Ian Holm played the tailor in a live-action TV adaptation in 1989 which included Thora Hird and Jude Law in an early part as the Mayor's stableboy.

In 1993, the tale was adapted to animation for the BBC anthology series, The World of Peter Rabbit and Friends. Derek Griffiths was the voice of Simpkin, with Ian Holm reprising his role as the tailor. The episode was dedicated to Dianne Jackson who died of cancer on New Year's Eve 1992.

== In popular culture ==
Since the early 1970s, Hertford College, Oxford has kept a resident college cat called Simpkin, named after the character from The Tailor of Gloucester.
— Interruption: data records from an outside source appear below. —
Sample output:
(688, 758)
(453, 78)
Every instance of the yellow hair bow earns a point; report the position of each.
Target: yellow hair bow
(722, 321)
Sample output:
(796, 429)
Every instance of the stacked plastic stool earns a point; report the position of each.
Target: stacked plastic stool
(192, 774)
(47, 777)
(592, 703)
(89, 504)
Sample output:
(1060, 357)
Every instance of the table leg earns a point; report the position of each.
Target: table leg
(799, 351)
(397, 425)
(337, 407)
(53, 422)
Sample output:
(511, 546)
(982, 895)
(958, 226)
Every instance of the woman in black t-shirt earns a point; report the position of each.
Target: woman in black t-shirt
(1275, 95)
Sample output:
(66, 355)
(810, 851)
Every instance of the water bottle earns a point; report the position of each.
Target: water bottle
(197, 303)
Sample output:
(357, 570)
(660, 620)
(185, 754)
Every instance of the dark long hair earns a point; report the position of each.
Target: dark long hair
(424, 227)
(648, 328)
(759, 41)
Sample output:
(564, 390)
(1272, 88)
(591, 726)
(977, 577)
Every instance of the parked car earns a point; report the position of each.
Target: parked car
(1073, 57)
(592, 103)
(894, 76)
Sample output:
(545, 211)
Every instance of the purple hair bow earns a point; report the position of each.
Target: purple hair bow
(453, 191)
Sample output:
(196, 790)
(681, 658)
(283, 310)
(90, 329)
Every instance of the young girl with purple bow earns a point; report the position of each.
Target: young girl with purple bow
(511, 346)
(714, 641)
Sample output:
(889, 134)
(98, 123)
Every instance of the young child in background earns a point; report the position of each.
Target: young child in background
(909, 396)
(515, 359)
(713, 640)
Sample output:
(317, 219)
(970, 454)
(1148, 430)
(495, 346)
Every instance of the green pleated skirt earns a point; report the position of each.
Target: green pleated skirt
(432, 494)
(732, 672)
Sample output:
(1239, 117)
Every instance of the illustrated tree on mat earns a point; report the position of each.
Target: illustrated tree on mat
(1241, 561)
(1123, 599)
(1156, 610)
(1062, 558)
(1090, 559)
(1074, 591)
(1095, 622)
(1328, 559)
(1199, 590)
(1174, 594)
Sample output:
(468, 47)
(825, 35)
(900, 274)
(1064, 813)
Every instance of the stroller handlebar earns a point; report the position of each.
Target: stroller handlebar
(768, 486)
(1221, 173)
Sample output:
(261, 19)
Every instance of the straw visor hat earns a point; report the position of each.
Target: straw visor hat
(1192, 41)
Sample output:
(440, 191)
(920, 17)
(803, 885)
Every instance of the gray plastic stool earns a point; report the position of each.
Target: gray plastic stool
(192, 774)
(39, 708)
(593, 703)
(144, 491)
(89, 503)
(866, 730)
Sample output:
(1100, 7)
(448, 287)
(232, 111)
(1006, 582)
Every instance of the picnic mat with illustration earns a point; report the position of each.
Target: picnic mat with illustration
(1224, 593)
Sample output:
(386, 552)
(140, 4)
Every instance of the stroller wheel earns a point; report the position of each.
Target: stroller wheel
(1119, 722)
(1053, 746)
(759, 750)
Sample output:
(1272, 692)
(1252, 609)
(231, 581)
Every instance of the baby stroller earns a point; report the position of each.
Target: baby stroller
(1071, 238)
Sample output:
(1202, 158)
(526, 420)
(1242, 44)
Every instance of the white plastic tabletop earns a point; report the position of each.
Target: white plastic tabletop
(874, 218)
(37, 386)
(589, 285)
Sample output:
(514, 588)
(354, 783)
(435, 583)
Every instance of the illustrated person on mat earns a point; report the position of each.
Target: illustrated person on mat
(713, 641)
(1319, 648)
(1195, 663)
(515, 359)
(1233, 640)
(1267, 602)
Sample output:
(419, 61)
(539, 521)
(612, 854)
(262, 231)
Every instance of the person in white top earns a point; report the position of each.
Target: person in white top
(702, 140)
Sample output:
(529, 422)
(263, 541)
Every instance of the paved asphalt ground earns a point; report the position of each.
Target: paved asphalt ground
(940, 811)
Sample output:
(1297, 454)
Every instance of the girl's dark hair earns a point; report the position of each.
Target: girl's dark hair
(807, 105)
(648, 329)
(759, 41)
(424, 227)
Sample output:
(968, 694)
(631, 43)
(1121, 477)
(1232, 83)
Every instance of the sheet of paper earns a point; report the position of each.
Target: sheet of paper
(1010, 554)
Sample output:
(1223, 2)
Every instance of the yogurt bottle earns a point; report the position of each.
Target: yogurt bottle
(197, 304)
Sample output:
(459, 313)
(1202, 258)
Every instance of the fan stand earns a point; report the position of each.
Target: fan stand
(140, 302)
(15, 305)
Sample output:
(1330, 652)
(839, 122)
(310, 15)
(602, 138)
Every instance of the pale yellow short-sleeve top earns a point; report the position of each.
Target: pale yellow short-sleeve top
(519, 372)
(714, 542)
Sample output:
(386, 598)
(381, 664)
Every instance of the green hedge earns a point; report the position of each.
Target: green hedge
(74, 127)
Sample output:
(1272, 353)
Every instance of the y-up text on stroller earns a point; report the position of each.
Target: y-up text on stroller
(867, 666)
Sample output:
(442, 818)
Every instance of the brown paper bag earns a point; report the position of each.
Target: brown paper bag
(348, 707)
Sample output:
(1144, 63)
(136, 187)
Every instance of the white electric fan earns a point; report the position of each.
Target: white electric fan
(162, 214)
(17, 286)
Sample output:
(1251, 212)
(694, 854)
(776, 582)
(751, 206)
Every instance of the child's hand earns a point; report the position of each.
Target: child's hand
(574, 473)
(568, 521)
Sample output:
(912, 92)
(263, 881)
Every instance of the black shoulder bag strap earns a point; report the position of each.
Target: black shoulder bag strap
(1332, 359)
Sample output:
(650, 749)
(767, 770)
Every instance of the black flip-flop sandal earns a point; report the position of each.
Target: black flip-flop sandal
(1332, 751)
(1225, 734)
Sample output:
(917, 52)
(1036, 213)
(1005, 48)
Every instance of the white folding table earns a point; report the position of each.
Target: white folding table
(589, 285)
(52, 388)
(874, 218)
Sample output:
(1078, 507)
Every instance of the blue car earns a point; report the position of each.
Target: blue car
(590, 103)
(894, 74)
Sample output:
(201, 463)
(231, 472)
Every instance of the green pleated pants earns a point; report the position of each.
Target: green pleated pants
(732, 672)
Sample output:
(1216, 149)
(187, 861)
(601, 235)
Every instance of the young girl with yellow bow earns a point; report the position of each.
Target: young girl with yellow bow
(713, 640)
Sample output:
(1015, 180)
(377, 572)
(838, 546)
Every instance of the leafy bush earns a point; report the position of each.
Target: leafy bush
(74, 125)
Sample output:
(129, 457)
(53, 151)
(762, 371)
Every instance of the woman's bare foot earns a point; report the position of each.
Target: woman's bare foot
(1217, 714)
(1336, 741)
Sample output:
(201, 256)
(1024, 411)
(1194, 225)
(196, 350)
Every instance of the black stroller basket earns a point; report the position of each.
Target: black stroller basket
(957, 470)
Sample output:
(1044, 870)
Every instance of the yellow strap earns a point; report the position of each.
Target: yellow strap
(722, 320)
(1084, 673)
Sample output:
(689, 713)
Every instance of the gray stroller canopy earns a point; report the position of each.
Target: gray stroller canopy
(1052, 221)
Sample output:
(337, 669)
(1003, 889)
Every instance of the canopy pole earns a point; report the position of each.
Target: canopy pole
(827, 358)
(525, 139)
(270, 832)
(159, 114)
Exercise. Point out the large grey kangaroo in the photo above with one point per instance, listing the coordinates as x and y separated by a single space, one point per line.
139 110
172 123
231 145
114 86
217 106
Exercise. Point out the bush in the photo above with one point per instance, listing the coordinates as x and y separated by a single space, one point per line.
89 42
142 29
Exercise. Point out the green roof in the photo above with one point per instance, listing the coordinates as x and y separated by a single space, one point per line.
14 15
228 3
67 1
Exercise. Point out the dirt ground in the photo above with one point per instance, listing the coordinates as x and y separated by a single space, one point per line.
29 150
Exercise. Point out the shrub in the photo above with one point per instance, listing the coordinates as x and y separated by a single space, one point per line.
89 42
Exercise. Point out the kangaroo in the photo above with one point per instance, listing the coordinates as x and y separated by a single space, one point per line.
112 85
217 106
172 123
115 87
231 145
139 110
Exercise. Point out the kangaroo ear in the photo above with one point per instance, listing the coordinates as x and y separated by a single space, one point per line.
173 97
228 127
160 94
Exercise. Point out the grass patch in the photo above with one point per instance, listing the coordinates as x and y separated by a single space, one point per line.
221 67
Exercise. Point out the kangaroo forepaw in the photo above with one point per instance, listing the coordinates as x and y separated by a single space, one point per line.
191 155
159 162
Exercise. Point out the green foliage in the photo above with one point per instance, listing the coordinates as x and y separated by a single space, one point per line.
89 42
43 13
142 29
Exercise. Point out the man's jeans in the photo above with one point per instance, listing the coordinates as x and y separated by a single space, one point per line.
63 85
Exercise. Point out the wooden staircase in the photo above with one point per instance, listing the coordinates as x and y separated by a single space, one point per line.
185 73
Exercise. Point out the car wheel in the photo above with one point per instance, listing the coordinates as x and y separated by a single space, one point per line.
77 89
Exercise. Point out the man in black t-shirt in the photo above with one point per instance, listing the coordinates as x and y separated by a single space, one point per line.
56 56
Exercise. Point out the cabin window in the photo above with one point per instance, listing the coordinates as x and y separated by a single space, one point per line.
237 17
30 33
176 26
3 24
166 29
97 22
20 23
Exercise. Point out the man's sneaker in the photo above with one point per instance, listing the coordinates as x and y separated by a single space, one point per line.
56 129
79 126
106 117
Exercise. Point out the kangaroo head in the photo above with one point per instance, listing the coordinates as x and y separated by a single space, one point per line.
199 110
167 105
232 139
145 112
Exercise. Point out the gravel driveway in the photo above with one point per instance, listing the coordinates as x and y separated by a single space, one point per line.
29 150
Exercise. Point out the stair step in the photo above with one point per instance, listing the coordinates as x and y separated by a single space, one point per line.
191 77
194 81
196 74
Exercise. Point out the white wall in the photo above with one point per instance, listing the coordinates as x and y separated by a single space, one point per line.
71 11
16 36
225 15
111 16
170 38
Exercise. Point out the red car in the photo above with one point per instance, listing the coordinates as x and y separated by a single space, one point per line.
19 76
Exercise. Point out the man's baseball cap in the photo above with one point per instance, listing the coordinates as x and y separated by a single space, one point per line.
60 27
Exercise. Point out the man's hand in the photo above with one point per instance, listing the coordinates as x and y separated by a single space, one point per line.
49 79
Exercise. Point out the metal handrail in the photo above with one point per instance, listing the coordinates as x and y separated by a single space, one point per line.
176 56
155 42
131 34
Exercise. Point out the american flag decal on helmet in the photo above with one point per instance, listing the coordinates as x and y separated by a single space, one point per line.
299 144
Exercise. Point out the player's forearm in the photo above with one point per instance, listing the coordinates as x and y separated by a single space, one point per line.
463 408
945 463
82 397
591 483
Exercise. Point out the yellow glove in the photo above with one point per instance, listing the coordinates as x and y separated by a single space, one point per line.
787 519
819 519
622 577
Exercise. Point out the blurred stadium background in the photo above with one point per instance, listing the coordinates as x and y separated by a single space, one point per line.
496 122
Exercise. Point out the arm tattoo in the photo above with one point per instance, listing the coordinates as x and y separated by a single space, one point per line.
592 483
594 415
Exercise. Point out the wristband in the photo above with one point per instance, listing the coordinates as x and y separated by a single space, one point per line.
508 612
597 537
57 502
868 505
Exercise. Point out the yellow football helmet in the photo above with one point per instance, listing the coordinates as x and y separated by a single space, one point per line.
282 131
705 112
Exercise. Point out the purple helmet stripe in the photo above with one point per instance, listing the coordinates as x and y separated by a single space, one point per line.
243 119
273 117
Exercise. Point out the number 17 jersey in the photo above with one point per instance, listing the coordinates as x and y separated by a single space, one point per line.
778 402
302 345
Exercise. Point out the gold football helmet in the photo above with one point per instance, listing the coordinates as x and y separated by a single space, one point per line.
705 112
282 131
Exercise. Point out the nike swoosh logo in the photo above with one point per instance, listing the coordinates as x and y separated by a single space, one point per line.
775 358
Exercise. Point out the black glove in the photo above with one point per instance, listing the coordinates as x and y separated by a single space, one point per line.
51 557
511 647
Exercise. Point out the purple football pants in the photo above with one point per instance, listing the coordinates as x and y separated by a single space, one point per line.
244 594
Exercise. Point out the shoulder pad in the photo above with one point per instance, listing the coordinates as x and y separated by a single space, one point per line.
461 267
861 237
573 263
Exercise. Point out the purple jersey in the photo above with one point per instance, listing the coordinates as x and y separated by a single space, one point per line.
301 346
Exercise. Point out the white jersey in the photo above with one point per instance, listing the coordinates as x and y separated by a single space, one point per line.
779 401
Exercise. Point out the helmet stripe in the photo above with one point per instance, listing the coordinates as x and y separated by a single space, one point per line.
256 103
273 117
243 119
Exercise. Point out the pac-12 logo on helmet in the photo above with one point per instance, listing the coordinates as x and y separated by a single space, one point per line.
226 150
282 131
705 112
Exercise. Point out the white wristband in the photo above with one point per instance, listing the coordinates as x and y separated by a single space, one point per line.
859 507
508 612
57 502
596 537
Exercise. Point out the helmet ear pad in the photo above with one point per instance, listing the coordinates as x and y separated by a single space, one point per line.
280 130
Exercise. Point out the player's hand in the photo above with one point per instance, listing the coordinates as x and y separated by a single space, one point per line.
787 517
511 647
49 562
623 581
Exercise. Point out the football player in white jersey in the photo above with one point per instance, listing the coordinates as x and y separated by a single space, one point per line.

This tradition was started by the former college principal Geoffrey Warnock.

The city of Gloucester has a specific shop in the old centre of the city dedicated to the story called ‘The Tailor of Gloucester Museum and Shop’. The shop sells various books and souvenirs of Beatrix Potter’s books, but there is also a replica waistcoat made by local seamstresses of Gloucester. The shop also has a replica room in the form of The Tailor of Gloucester’s living room in his cottage. It is a popular location for fans of Beatrix Potter, especially fans of the story.